This post was contributed by Kaitlin Mondello, Ph.D.
Core Text

Kingsolver, Barbara. Flight Behavior (New York: Harper Collins, 2012).
Summary
This novel imagines that the Monarch butterflies’ annual spring migration to Mexico is disrupted by climate change in an event that forever changes the life of the main character, Dellarobia Turnbow. Set in Appalachia, the novelist’s current residence, the novel explores tensions between scientists, environmental activists, and poor rural communities over climate change. This novel is unique for its intimate portrait of these groups and is both sympathetic to and critical of each of them: passionate scientists struggle to make their work accessible to the public; activists are well-intentioned but out of touch with those living lifestyles completely different from their urban, middle-to-upper class backgrounds; and the people in the town are distrustful of the previous groups claiming that climate change is real when they are focused on their own daily struggles. Dellarobia’s emotional and intellectual awakening is seamlessly interwoven into the story of the butterflies without making nature into a mere symbol; rather, Kingsolver registers the personally disruptive events in Dellarobia’s life against the broader global disruptions of climate change and the effects on this species of butterfly. Kingsolver lays significant groundwork for the novel’s main characters before climate change becomes the clear focus of the novel as Dellarobia comes to confront this reality through meeting Ovid Byron, the leading scientific expert on the Monarch butterflies. The novel is deeply engaged with why people resist climate change, and offers a sympathetic portrayal of the struggle to accept and act on this knowledge.
Teaching Resources
- Climate Change Takes Flight In New Novel. Talk of the Nation: Science Friday, Nov 9, 2012. In this Science Friday Interview (25 minutes), Kingsolver discusses her novel, in particular the research that went into it, her own background in the sciences, the need for writing about climate change and the power of fiction for this, the divide between the sciences and the humanities, etc.

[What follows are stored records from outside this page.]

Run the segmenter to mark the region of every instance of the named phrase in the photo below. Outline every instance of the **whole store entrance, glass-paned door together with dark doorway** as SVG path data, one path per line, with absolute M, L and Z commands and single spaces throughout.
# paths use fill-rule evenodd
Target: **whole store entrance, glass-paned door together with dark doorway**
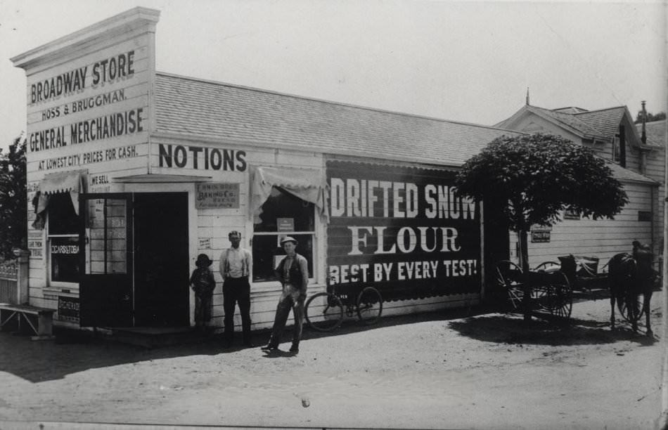
M 82 195 L 81 325 L 189 324 L 188 195 Z

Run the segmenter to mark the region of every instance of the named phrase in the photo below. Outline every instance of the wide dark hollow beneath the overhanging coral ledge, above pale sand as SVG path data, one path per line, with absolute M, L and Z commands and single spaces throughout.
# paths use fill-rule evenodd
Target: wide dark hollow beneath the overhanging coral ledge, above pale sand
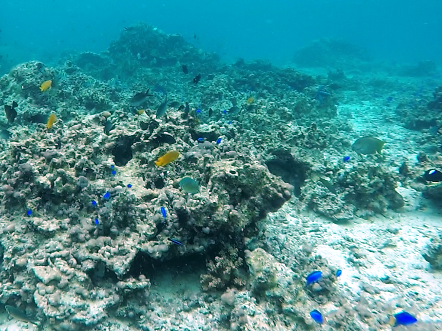
M 169 249 L 177 248 L 170 246 Z M 195 273 L 195 270 L 205 270 L 205 268 L 205 258 L 202 254 L 178 256 L 168 261 L 162 261 L 152 259 L 147 253 L 138 252 L 128 273 L 124 275 L 124 279 L 130 277 L 137 279 L 140 275 L 144 275 L 147 279 L 155 280 L 155 278 L 162 277 L 163 273 Z

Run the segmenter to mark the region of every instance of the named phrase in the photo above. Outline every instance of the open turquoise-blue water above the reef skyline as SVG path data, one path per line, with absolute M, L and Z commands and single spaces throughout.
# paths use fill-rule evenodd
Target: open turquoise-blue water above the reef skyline
M 438 0 L 3 0 L 0 9 L 3 72 L 30 59 L 56 61 L 65 51 L 106 50 L 139 21 L 227 60 L 285 64 L 321 37 L 340 37 L 398 62 L 441 61 L 442 53 Z

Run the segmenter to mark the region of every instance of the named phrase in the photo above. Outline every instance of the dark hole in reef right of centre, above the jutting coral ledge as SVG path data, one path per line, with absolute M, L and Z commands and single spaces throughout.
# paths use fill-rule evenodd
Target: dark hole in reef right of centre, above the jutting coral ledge
M 308 165 L 295 160 L 290 151 L 275 150 L 271 151 L 275 156 L 266 162 L 269 171 L 280 176 L 286 183 L 292 184 L 295 187 L 295 196 L 301 195 L 301 187 L 307 179 Z

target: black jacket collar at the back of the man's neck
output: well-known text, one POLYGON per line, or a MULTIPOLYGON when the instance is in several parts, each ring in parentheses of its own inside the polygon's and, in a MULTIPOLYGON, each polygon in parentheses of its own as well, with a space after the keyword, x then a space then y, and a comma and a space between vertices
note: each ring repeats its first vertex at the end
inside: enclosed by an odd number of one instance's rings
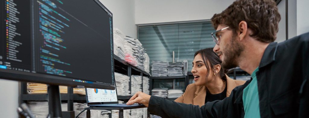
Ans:
POLYGON ((270 43, 265 49, 265 52, 259 65, 259 69, 275 61, 276 51, 277 51, 277 42, 270 43))

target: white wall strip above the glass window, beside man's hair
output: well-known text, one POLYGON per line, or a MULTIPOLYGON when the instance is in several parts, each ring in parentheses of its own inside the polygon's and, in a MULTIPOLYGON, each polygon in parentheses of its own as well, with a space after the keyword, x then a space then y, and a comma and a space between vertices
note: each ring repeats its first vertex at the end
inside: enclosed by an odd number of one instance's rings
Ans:
POLYGON ((210 19, 235 0, 135 0, 135 24, 210 19))

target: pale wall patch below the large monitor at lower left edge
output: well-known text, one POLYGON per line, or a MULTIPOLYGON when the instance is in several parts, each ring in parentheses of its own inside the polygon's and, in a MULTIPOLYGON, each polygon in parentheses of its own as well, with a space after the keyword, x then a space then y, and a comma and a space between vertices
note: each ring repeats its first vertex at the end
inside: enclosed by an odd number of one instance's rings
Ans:
POLYGON ((17 118, 18 82, 0 79, 0 117, 17 118))

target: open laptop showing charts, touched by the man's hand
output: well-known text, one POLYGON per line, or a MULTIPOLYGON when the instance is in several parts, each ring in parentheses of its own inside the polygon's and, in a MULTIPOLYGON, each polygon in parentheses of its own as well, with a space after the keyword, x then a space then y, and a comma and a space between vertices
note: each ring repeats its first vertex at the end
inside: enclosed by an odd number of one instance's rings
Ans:
POLYGON ((95 107, 139 107, 144 106, 142 104, 119 104, 117 98, 117 89, 115 85, 115 90, 107 90, 107 89, 91 89, 86 88, 86 99, 88 106, 95 107))

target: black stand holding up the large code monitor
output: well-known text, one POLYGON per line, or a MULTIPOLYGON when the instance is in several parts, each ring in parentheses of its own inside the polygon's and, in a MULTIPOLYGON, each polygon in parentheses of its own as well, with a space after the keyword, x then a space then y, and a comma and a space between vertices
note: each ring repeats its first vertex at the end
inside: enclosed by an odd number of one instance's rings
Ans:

- Bartosch, Roman. “Scale, Climate Change, and the Pedagogic Potential of Literature: Scaling (in) the Work of Barbara Kingsolver and T.C. Boyle.” Open Library of Humanities, 01 October 2018, Vol.4(2). “This article discusses recent work in the environmental humanities on the role of scale and what Timothy Clark describes as ‘scale disorder’ when encountering imaginative engagements with the Anthropocene. With readings of Barbara Kingsolver’s ‘Flight Behaviour’ (2012) and T.C. Boyle’s ‘The Terranauts’ (2016), it suggests that the ‘scaling of perspectives’ is a viable and productive way of dealing with the representational and interpretive challenges of climate change (and) fiction. Drawing on the notion that literature can be seen as a specific form of cultural ecology, as developed by Hubert Zapf, it presents a concept of transcultural ecology that thrives on the tensions inherent in scale disorder and climate change imaginaries. These findings will be described with regard to the pedagogic potential of reading fiction as an attempt to come to terms with climate change.”

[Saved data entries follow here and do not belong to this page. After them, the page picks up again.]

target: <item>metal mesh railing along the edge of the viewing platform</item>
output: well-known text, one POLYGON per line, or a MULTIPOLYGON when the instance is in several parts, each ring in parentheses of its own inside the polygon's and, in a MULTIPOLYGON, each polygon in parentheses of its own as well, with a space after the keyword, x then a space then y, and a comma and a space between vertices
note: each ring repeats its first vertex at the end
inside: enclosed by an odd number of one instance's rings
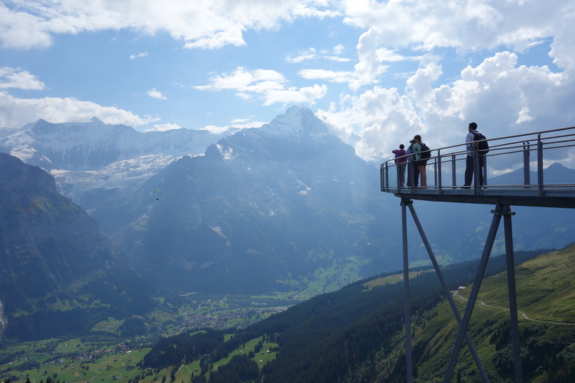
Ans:
MULTIPOLYGON (((474 141, 473 145, 478 145, 474 141)), ((548 189, 575 188, 575 127, 517 134, 487 139, 489 153, 483 155, 483 186, 473 177, 471 188, 465 190, 466 144, 431 149, 427 161, 427 188, 415 187, 413 153, 408 159, 405 180, 399 186, 399 169, 394 158, 380 166, 381 190, 387 193, 434 193, 461 189, 462 193, 481 194, 487 190, 515 190, 518 195, 536 193, 543 196, 548 189), (413 169, 413 167, 412 167, 413 169), (411 175, 411 177, 409 176, 411 175)), ((473 163, 478 164, 478 151, 473 151, 473 163)))

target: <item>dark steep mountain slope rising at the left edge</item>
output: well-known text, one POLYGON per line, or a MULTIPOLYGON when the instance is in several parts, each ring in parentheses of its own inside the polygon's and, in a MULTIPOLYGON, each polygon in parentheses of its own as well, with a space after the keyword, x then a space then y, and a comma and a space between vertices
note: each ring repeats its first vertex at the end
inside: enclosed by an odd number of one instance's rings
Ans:
POLYGON ((75 332, 111 312, 146 310, 144 284, 95 220, 56 193, 52 176, 6 153, 0 174, 0 301, 11 336, 75 332), (67 312, 53 312, 58 324, 47 329, 42 316, 62 305, 67 312), (87 310, 92 321, 78 322, 87 310))

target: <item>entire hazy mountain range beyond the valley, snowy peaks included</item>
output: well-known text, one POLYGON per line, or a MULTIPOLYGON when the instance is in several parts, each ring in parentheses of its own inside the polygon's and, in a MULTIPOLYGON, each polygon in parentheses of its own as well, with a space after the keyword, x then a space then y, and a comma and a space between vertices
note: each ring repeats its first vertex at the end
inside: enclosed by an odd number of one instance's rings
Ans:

- Houser, Heather. “Knowledge Work and the Commons in Barbara Kingsolver’s and Ann Pancake’s Appalachia,” Modern Fiction Studies, Vol. 63.1 (Spring 2017): pp. 95-115. This article focuses on two novels: “Flight Behavior and Strange outline three phases of the commons: a longstanding history of working to gain sustenance from the woods and accruing knowledge about ecological processes that depended on open access to the land, a moment in the near past when residues of these practices endured even under increasing enclosure, and a twenty-first-century moment when enclosed land became common through activism and research as a response to its threat and extinction. As women challenge domesticity and resist privatization and surplus extraction, they make the land ripe for knowledge work that melds scientific and experiential epistemologies.”
Discussion Questions
1. Consider the novel’s title and Kingsolver’s use of chapter titles throughout the novel. What patterns and shifts emerge? How do the title and the chapter titles link Dellarobia’s story to that of the migrating butterflies? How are they related?

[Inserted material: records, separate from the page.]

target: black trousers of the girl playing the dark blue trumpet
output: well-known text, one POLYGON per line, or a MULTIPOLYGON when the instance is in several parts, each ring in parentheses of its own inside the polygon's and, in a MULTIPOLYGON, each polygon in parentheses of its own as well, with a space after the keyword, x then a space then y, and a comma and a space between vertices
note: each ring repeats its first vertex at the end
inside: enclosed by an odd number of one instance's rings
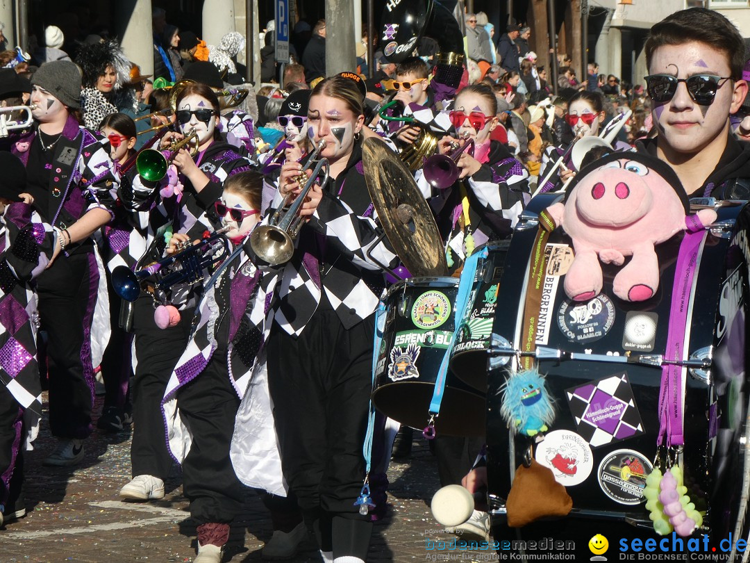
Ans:
POLYGON ((239 403, 222 347, 200 375, 177 391, 180 416, 193 436, 182 462, 182 492, 198 524, 232 522, 242 509, 245 486, 229 459, 239 403))

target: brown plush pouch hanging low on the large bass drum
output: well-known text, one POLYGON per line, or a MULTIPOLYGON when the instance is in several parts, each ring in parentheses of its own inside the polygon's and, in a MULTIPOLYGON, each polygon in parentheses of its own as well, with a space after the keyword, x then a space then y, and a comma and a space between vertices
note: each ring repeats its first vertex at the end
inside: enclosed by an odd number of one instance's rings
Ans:
POLYGON ((550 468, 535 459, 530 467, 518 466, 505 502, 508 526, 520 528, 544 516, 567 516, 572 507, 573 499, 555 480, 550 468))

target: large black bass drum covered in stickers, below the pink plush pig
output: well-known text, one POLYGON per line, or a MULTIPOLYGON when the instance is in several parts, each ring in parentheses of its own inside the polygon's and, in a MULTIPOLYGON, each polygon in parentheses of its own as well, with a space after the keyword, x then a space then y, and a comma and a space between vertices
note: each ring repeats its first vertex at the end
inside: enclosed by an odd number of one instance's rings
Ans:
MULTIPOLYGON (((506 346, 520 342, 525 330, 520 319, 537 232, 535 214, 553 198, 544 194, 532 200, 511 239, 493 326, 495 338, 506 346)), ((730 534, 734 540, 747 538, 750 523, 750 387, 745 357, 750 207, 745 203, 724 201, 715 207, 718 220, 700 248, 687 311, 685 351, 691 358, 710 358, 711 368, 682 370, 681 465, 688 495, 705 513, 699 533, 709 534, 712 546, 730 534)), ((574 540, 576 558, 582 560, 591 556, 588 542, 594 534, 603 534, 610 544, 619 538, 661 539, 652 528, 642 490, 656 455, 662 370, 637 358, 666 351, 683 236, 678 233, 655 248, 660 282, 649 300, 629 303, 615 297, 612 280, 618 268, 604 264, 601 294, 576 303, 567 299, 562 287, 571 241, 560 229, 550 234, 547 255, 556 253, 557 259, 545 272, 547 295, 542 294, 535 327, 537 347, 598 354, 601 361, 539 360, 556 417, 544 439, 534 444, 533 455, 565 485, 573 508, 564 518, 517 529, 506 524, 505 498, 529 440, 512 435, 499 414, 508 372, 501 357, 490 360, 487 477, 496 540, 574 540), (619 361, 624 356, 627 363, 619 361)))

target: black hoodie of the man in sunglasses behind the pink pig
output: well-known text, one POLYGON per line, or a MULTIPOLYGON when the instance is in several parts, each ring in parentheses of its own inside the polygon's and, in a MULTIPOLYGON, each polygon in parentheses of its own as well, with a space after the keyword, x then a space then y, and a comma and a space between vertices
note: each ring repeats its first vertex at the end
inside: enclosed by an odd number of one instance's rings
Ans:
MULTIPOLYGON (((639 152, 656 155, 656 139, 643 139, 635 143, 639 152)), ((688 197, 715 197, 719 200, 750 199, 750 143, 736 140, 729 134, 727 146, 713 172, 703 185, 688 197)))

2. Trace Dellarobia’s development as a character through the novel. In what ways does she change and grow? What risks does she have to take to do this?
3. Class and education play a significant role in the novel. In what ways do these affect the characters, including the Turnbow family and Ovid and Juliet Emerson Byron. What parallels and tensions are drawn between Dellarobia, her son Preston, Ovid Byron, and his team of scientists?